A good credit history means good rates on loans and other credit facilities. Once damaged though, rebuilding your credit can be difficult. However, you can get started by using a secured credit card that is easier to acquire than most other lines of credit. In this post, we shall look at how to increase your credit score with a secured credit card.
Difference between a Secured and Unsecured Credit Card
Unsecured credit cards are the common type and only require a look at your credit history for approval. When your credit history is not favorable, your lender may issue you with a secured credit card.
Unlike the former, instead of referring to your financial history, secured credit cards require you to deposit collateral. The amount of your security deposit determines what your credit limit will be. And in case you default on your payments, the issuer uses your deposit to recoup their money.
How to Increase Your Score Using a Secured Credit Card
Building your credit score is all about using your available credit smartly. Here is how:
1) Only use what you can settle monthly
A secured credit card allows you to show lenders that you can be financially responsible. The easiest way of doing this is by making small purchases and settling your bills in full by the end of every month. In doing so, your payment history, which accounts for 35% of your FICO Score, improves.
Additionally, whenever possible, pay more than the required minimum to ensure that your balance remains low. The reason being, beyond showing that you can handle your finances properly, your credit utilization ratio (CUR) will reduce.
30% of your credit score is derived from this ratio, which is calculated as your debt divided by your credit limit.
Also, by being timely with your payments and paying over the minimum, you keep off from paying hefty interests on your credit purchases.
2) Make several payments per month
Your lenders continually send your financial reports periodically to the three credit bureaus; TransUnion, Equifax, and Experian.
However, financial institutions and lenders are not obligated to inform you when they send your report. So, you could be making payments at the end of the month while they submit reports mid-month. As such, your credit repayment record may be affected negatively.
Keep this effect at a minimum by making multiple payments in the course of the month. This will ensure that your balance is strategically low. For the same reason, after large purchases, ensure that you send money to your credit account.
3) Go for a low interest Secured credit card
Building credit starts with striving to repay what you owe. This can be hampered by getting a card with high-interest rates.
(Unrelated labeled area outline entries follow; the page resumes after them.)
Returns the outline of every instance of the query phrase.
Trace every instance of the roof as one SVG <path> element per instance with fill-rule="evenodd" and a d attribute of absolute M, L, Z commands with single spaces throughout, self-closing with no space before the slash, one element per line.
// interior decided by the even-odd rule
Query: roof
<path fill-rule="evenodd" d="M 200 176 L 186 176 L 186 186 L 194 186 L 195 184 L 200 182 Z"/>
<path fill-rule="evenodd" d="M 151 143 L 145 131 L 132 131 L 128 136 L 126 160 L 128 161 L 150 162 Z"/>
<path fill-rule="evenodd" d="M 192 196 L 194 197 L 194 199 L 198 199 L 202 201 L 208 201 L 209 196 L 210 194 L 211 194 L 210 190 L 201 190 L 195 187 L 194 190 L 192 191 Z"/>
Make meeting your card obligations easy by shopping for a card with low interest.
Typically, credit unions offer better deals on cards than banks. Also, go for cards with something extra to offer. Apart from the basic features, apply for cards with standout features like cashback rewards and larger limits than your security deposit.
4) Choose the right card
None of the above will work if your card issuer does not report card activities to the credit bureaus. What you need to understand is that unlike other savings accounts or debit accounts, not all secured credit card issuers submit reports. So, before you apply for a card, ensure that your account usage will be reported.
Secured credit cards can present you with a new chance to grow your credit. But just like other cards, they are prone to misuse. The trick is in shopping for the best deals and using the card diligently: Do not max out the card, carry a balance, or get more cards than you can manage.